Maria Dantonio, Respondent-Appellant, v Kaleida Health, Formerly Known as Buffalo General Hospital, Appellant-Respondent.
    (Appeal No. 2.)
    [732 NYS2d 322]
   —Judgment unanimously reversed on the law without costs, defendant’s motion granted and amended complaint dismissed. Memorandum: Plaintiff commenced this action alleging that defendant, her former employer, unlawfully discriminated against her by discharging her based on her disability. Following a jury trial, plaintiff was awarded approximately $545,000 in damages for past and future lost wages and benefits and pain and suffering. Defendant contends that, as a matter of law, plaintiff is not disabled within the meaning of Executive Law § 292 (former [21]) and thus is barred from recovering for employment discrimination under Executive Law § 296 (1) (a) and former (3-a) (g). We agree.

Pursuant to Executive Law § 296 (1) (a), it is an unlawful discriminatory practice to discharge an employee “because of’ the employee’s disability (see, Matter of Cahill v Rosa, 89 NY2d 14, 19; Matter of McEniry v Landi, 84 NY2d 554, 558-559). In order to prevail on her claim, plaintiff was required to prove that she fell within the class of persons protected by the Human Rights Law, i.e., that she was disabled within the meaning of that law (see, Ferrante v American Lung Assn., 90 NY2d 623, 629; Matter of McEniry v Landi, supra, at 558-559). When plaintiff’s claim arose, Executive Law § 292 (former [21]) defined “disability” as, inter alia, a “physical, mental or medical impairment * * * provided, however, that in all provisions of this article dealing with employment, the term shall be limited to disabilities which do not prevent the complainant from performing in a reasonable manner the activities involved in the job or occupation sought or held.” Moreover, Executive Law § 296 (former [3-a] [g]) provided that nothing in the statutory scheme “shall be construed to prevent the termination of the employment of any person who is physically unable to perform his or her duties.” Thus, the applicable law precluded any claim of employment discrimination brought by an employee who, at the time of the termination, suffered from a disability that rendered him or her unable to perform his or her job duties in a reasonable manner (see, Matter of McEniry v Landi, supra, at 558; Matter of Miller v Ravitch, 60 NY2d 527, 532; Sherman v Kang, 275 AD2d 1016; Kelly v Poughkeepsie Area Chamber of Commerce, 265 AD2d 307, 308). Proof that the claimed disability prevented the employee from performing the duties of the job in a reasonable manner rebuts any inference of discrimination (see, Matter of Miller v Ravitch, supra, at 534-535 [Jasen, J., concurring]) and supports entry of judgment as a matter of law in favor of a defendant accused of unlawfully terminating that employee (see, Kelly v Poughkeepsie Area Chamber of Commerce, supra, at 308; Clark v Cargill, Inc., 206 AD2d 870).

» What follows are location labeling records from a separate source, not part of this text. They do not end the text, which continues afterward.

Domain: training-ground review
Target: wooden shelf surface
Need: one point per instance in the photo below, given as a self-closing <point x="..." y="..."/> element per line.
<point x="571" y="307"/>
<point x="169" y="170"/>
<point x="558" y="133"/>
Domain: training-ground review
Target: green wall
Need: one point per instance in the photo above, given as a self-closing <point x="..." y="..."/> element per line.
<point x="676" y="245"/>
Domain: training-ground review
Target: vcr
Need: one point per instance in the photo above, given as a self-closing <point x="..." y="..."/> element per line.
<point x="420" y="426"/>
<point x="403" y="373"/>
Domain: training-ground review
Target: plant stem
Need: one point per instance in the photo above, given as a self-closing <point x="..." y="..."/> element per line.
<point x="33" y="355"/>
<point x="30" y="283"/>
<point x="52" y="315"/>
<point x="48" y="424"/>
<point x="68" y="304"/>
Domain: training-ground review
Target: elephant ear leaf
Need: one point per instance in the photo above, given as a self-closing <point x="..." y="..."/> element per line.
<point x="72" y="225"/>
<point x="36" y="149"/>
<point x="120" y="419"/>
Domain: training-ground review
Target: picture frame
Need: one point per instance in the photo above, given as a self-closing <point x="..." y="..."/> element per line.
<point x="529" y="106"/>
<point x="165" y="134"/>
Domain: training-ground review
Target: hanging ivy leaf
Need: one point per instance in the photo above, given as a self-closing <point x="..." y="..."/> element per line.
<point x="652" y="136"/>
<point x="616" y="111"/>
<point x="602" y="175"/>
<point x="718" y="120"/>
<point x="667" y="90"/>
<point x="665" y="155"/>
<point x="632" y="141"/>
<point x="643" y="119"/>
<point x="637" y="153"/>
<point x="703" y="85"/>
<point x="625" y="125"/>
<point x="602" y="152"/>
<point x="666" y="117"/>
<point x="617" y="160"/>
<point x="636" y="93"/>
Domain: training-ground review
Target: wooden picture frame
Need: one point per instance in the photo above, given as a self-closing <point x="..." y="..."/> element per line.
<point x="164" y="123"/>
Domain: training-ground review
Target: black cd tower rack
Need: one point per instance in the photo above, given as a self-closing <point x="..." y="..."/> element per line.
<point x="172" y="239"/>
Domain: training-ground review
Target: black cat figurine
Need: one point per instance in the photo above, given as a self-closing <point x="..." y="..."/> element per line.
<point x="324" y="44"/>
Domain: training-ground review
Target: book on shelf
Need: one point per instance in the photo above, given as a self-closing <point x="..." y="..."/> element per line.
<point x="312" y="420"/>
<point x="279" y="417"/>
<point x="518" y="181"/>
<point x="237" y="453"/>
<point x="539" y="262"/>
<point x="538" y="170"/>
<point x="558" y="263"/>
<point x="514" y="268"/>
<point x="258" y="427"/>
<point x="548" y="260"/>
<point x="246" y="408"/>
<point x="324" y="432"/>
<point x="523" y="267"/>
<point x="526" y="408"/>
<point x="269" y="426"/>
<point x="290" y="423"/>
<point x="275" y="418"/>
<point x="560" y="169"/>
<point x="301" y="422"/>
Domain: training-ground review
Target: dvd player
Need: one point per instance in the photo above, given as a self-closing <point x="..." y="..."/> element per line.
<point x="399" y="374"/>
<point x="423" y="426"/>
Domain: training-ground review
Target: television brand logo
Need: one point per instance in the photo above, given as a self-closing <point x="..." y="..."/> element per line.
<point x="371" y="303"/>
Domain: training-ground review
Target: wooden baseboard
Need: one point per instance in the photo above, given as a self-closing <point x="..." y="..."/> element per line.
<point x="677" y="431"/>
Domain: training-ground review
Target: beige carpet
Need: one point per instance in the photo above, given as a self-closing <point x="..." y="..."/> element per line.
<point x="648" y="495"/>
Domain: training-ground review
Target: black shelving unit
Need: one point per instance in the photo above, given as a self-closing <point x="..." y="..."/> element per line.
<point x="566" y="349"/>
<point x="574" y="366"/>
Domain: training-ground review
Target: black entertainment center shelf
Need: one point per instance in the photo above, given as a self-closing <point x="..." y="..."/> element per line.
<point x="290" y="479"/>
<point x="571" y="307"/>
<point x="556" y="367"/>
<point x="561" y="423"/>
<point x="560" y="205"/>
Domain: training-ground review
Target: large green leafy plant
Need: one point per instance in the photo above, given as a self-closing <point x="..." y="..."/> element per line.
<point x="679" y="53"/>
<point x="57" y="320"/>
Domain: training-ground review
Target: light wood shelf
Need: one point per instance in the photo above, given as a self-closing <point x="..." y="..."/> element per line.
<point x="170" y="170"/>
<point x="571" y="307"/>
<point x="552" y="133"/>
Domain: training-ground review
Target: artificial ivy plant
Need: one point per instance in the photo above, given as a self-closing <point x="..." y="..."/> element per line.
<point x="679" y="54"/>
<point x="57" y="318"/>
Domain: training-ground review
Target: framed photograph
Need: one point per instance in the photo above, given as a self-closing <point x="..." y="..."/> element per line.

Here, plaintiff’s treating physician testified that plaintiff could not have performed her job without accommodation. Under the law as it existed when plaintiff’s claim arose, that testimony was fatal to plaintiff’s claim of disability discrimination (see, DiSanto v McGraw-Hill, Inc. /Platt’s Div., 220 F3d 61, 64 [applying New York law]). Moreover, plaintiff’s claim was refuted by proof of the out-of-court representations of plaintiff that she had been permanently disabled from work on a continuous basis as of several weeks prior to her termination (see, Sherman v Kang, supra, at 1017, citing Matter of AT&T Bell Labs, v New York State Div. of Human Rights, 213 AD2d 230, 231; DiSanto v McGraw-Hill, Inc. /Platt’s Div., supra, at 64). “Plaintiff cannot contend that she was entitled to [disability] benefits on the ground that she was totally disabled [from a date prior to her termination] and, at the same time, contend that her ‘disability’ was within the protection of Executive Law § 292 (21), i.e., that it did not prevent her from performing in a reasonable manner the activities involved in the job that she held” (Sherman v Kang, supra, at 1017; see, DiSanto v McGraw-Hill, Inc. /Platt’s Div., supra, at 64-65). In view of our determination, it is unnecessary to address the remaining contentions of the parties. (Appeals from Judgment of Supreme Court, Erie County, Kane, J. — Executive Law.) Present— Green, J. P., Hayes, Wisner, Scudder and Kehoe, JJ.